Personal information
- Full name: George Arthur Gillett
- Born: 23 April 1877 Leeston, New Zealand
- Died: 12 September 1956 (aged 79) Auckland, New Zealand

Playing information
- Height: 1.83 m (6 ft 0 in)
- Weight: 83 kg (13 st 1 lb)

Rugby union
- Position: Fullback
Club
| Years | Team | Pld | T | G | FG | P |
| 1905–08 | Auckland |  |  |  |  |  |
Representative
| Years | Team | Pld | T | G | FG | P |
| 1905–08 | New Zealand | 38 (8) | 4 (1) | 14 (2) | 0 | 41 (7) |

Rugby league
- Position: Fullback
Club
| Years | Team | Pld | T | G | FG | P |
| 1911–12 | Newton Rangers | 4 | 1 | 2 | 1 | 9 |
| 1914 | Ponsonby United | 4 | 0 | 0 | 0 | 0 |
|  | Total | 8 | 1 | 2 | 1 | 9 |
Representative
| Years | Team | Pld | T | G | FG | P |
| 1911 | New Zealand | 8 (1) | 2 | 0 | 0 | 6 |
| 1911–12 | Australia | 4 | 0 | 0 | 0 | 0 |
| 1912 | Auckland | 1 | 0 | 0 |  | 0 |

Coaching information
Representative
| Years | Team | Gms | W | D | L | W% |
| 1912 | New Zealand | 1 | 0 | 0 | 1 | 0 |

= George A. Gillett =

NZ & Australia international rugby league footballer and coach

George Arthur Gillett (23 April 1877 – 12 September 1956) was a New Zealand multi-code footballer of the early 20th century and a dual-code rugby international. Gillett died in 1956 in Onehunga.

==Early years==
Born in Leeston, Gillett received his education at Hamilton East School and went on to represent Thames, and then Auckland in rugby union in 1899.
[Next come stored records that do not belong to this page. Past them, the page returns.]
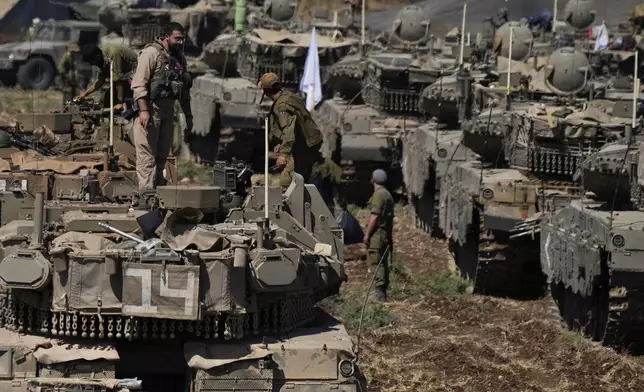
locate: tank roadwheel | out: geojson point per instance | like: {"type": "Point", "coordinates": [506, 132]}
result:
{"type": "Point", "coordinates": [36, 74]}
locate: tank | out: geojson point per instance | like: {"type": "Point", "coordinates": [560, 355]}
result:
{"type": "Point", "coordinates": [137, 26]}
{"type": "Point", "coordinates": [580, 14]}
{"type": "Point", "coordinates": [232, 107]}
{"type": "Point", "coordinates": [589, 249]}
{"type": "Point", "coordinates": [491, 209]}
{"type": "Point", "coordinates": [200, 307]}
{"type": "Point", "coordinates": [391, 83]}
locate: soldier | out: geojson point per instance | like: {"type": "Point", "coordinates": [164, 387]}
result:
{"type": "Point", "coordinates": [378, 235]}
{"type": "Point", "coordinates": [161, 78]}
{"type": "Point", "coordinates": [292, 125]}
{"type": "Point", "coordinates": [67, 71]}
{"type": "Point", "coordinates": [124, 62]}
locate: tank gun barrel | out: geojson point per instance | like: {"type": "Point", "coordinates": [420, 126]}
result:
{"type": "Point", "coordinates": [121, 233]}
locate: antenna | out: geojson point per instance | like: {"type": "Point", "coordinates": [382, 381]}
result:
{"type": "Point", "coordinates": [266, 170]}
{"type": "Point", "coordinates": [111, 106]}
{"type": "Point", "coordinates": [364, 11]}
{"type": "Point", "coordinates": [510, 60]}
{"type": "Point", "coordinates": [463, 34]}
{"type": "Point", "coordinates": [554, 16]}
{"type": "Point", "coordinates": [636, 88]}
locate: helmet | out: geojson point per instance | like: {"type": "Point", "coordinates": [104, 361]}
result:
{"type": "Point", "coordinates": [379, 176]}
{"type": "Point", "coordinates": [521, 41]}
{"type": "Point", "coordinates": [566, 71]}
{"type": "Point", "coordinates": [411, 24]}
{"type": "Point", "coordinates": [5, 140]}
{"type": "Point", "coordinates": [580, 14]}
{"type": "Point", "coordinates": [269, 80]}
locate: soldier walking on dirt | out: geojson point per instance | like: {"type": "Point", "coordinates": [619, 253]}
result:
{"type": "Point", "coordinates": [299, 139]}
{"type": "Point", "coordinates": [124, 63]}
{"type": "Point", "coordinates": [379, 234]}
{"type": "Point", "coordinates": [160, 79]}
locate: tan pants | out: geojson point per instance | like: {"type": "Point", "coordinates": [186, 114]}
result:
{"type": "Point", "coordinates": [153, 145]}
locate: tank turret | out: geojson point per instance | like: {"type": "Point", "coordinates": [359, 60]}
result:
{"type": "Point", "coordinates": [280, 10]}
{"type": "Point", "coordinates": [522, 41]}
{"type": "Point", "coordinates": [411, 25]}
{"type": "Point", "coordinates": [566, 71]}
{"type": "Point", "coordinates": [580, 14]}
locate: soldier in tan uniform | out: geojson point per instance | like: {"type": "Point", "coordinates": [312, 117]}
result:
{"type": "Point", "coordinates": [160, 79]}
{"type": "Point", "coordinates": [291, 124]}
{"type": "Point", "coordinates": [123, 61]}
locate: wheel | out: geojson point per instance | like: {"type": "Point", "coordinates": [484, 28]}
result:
{"type": "Point", "coordinates": [36, 74]}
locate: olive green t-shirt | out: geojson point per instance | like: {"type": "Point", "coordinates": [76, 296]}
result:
{"type": "Point", "coordinates": [382, 205]}
{"type": "Point", "coordinates": [125, 60]}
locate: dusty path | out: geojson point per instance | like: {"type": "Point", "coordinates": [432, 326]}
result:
{"type": "Point", "coordinates": [432, 336]}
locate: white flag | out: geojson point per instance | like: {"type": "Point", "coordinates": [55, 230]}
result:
{"type": "Point", "coordinates": [601, 40]}
{"type": "Point", "coordinates": [310, 83]}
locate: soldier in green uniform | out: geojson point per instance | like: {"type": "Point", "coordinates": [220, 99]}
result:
{"type": "Point", "coordinates": [124, 62]}
{"type": "Point", "coordinates": [299, 139]}
{"type": "Point", "coordinates": [379, 233]}
{"type": "Point", "coordinates": [67, 71]}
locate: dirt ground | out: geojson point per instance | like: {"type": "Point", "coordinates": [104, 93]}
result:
{"type": "Point", "coordinates": [434, 336]}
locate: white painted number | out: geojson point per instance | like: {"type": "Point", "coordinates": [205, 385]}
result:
{"type": "Point", "coordinates": [178, 293]}
{"type": "Point", "coordinates": [146, 291]}
{"type": "Point", "coordinates": [165, 291]}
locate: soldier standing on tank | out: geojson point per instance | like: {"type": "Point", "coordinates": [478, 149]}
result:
{"type": "Point", "coordinates": [160, 79]}
{"type": "Point", "coordinates": [299, 139]}
{"type": "Point", "coordinates": [379, 234]}
{"type": "Point", "coordinates": [124, 63]}
{"type": "Point", "coordinates": [67, 71]}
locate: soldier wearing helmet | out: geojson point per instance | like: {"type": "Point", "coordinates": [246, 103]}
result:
{"type": "Point", "coordinates": [299, 139]}
{"type": "Point", "coordinates": [379, 234]}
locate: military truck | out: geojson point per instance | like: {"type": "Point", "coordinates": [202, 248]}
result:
{"type": "Point", "coordinates": [198, 307]}
{"type": "Point", "coordinates": [33, 63]}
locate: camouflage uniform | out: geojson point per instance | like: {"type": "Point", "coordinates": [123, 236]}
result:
{"type": "Point", "coordinates": [299, 137]}
{"type": "Point", "coordinates": [161, 78]}
{"type": "Point", "coordinates": [69, 78]}
{"type": "Point", "coordinates": [381, 204]}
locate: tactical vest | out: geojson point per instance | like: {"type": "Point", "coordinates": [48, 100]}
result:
{"type": "Point", "coordinates": [169, 77]}
{"type": "Point", "coordinates": [307, 128]}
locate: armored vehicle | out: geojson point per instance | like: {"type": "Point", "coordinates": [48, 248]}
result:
{"type": "Point", "coordinates": [491, 210]}
{"type": "Point", "coordinates": [184, 306]}
{"type": "Point", "coordinates": [33, 63]}
{"type": "Point", "coordinates": [231, 109]}
{"type": "Point", "coordinates": [590, 250]}
{"type": "Point", "coordinates": [361, 136]}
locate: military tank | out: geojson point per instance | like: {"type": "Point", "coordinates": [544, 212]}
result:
{"type": "Point", "coordinates": [491, 209]}
{"type": "Point", "coordinates": [365, 131]}
{"type": "Point", "coordinates": [589, 249]}
{"type": "Point", "coordinates": [230, 109]}
{"type": "Point", "coordinates": [182, 306]}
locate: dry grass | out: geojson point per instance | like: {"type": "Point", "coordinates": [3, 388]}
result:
{"type": "Point", "coordinates": [433, 336]}
{"type": "Point", "coordinates": [15, 100]}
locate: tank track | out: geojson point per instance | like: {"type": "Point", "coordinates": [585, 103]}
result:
{"type": "Point", "coordinates": [292, 311]}
{"type": "Point", "coordinates": [612, 315]}
{"type": "Point", "coordinates": [498, 265]}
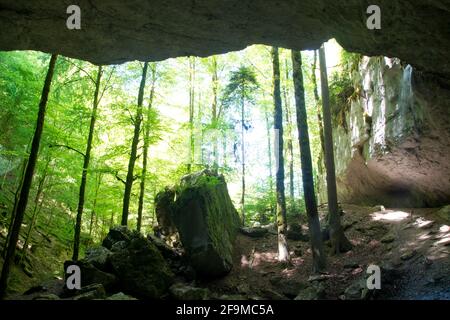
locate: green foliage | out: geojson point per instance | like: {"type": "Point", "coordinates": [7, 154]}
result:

==Australian rules football==
After serving in the South African war in the Australian forces, he lived in Kalgoorlie and whilst there played Australian rules football and was a member of the Western Australia state team.

== Return to New Zealand and rugby union==
Gillett returned to New Zealand in 1905 where he lived in Christchurch and played for the Merivale club. He was selected for the 1905–06 Original All Blacks tour without having played a game for Canterbury. On that tour he played 25 of the 35 matches including his first Test cap for New Zealand on 18 November 1905 against Scotland and the famous Match of the Century against Wales. In total he played 30 matches during the period of 1905 to 1908 including eight Tests.

Gillett made an Australian rules appearance at the 1908 Melbourne Carnival, representing New Zealand in Australian rules for the first time.

==Rugby league==
Gillett joined the Newton Rangers in the Auckland rugby league competition. He played for them in 1911 and 1912. After switching to rugby league Gillett played for New Zealand against Auckland and scored a try. He then toured Australia with the 1911 New Zealand national team playing in 7 matches, which were played against the New South Wales and Queensland state teams, and acted as selection games for the combined 1911-12 Australasian team for the tour of Britain. Gillett was one of four New Zealanders who were selected for this combined team. He only played in four of the 35 tour matches and but no Tests. Gillett coached the 1912 New Zealand side who played the touring New South Wales team. Remarkably he did not play a single game of club rugby league or a single game for Auckland.

Gillett later became the New Zealand Rugby League's official organiser, helping to promote the game particularly in the Thames and Wellington areas.

In 1914 he attempted to switch from Newton Rangers to City Rovers but was denied by the league and his Newton Rangers club. He later tried to join Ponsonby United and after initially being refused his application was eventually accepted. He played 4 matches for them at the end of the season and then retired from the game. In the same year he was also the coach of the newly formed Remuera League Football Club.

In 1938 he donated a trophy to the Auckland Rugby League. It was decided to award it to the winner of the 4th grade competition which in its first season was the City Rovers side.

==Heroism==
On 27 July 1908, the touring Anglo-Welsh team were departing from Auckland by ship when one of their players, Percy Down, fell overboard. Gillett, along with Arthur 'Bolla' Francis and two others, dived into the water and kept Down afloat until a rope was lowered from the ship.